I am so disappointed. Where did I go wrong? Things were going SO well. I had lost four pounds, I was in a groove, and I felt so much more in control. Unfortunately, here I sit eating chocolate and beating myself up. I mean, how do I avoid the constant stream of cupcakes and cookies from a parent for WEEKS and then all of a sudden eat everything that comes across my desk? It's like I've erased all of that hard work in a matter of days.
Honestly, I know where I went wrong. I had a birthday. I drank and ate and lived it up because it was my birthday. Wait, my birthday was TWO WEEKS AGO. I am seriously delusional. Yes, there was a party just a few days ago. Yes, I told myself after that I was back on the wagon. The party was on Saturday. It is now Tuesday and I am eating chocolate like I may never see it again. HELP.
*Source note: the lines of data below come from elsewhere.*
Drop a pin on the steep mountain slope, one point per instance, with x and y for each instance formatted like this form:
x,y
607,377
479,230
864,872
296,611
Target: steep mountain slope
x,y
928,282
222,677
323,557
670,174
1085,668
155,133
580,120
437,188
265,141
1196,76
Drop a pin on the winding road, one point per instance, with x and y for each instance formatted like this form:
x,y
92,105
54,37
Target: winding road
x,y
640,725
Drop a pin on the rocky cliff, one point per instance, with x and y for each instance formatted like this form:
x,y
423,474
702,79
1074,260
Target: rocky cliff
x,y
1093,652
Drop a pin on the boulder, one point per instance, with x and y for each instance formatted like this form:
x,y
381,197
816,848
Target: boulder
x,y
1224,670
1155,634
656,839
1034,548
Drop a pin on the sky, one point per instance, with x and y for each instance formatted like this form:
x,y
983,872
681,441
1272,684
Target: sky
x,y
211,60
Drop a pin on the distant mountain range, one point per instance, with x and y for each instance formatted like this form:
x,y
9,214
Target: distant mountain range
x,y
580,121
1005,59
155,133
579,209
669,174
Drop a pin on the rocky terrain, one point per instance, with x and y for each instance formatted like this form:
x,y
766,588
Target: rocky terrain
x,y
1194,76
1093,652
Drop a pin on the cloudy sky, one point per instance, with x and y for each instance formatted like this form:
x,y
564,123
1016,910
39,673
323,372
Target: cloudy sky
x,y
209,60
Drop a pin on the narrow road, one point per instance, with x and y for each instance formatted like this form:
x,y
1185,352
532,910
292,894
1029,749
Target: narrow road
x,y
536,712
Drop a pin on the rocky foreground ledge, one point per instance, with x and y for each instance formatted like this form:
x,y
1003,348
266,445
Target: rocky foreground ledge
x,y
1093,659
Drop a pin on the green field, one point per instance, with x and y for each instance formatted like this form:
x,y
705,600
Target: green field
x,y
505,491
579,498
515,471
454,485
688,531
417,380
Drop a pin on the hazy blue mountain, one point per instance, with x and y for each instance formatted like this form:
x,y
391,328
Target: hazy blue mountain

Here is what I have decided. Every time I make a post to this blog my total points for the previous day will have to be stated in bold in the title of the post. I am saying the previous day because we all know that I would put the points up until writing that post and then go crazy afterward and no one would know. That way I will know that you all know that I am being held accountable in some weird way. I can't do meetings. I know, I know. Some would say that's the only way it works. I have done weight watchers before with no meetings and lost weight like a rock star. I know I can do it...
SO, I am allowed 23 points every day. I am going to need you to harrass me with comments if you see a number posted that is any higher than that. This is all riding on you and your ability to support me....no pressure though.

You don't need to lose weight, you look great! :-) Don't beat yourself up over a little chocolate!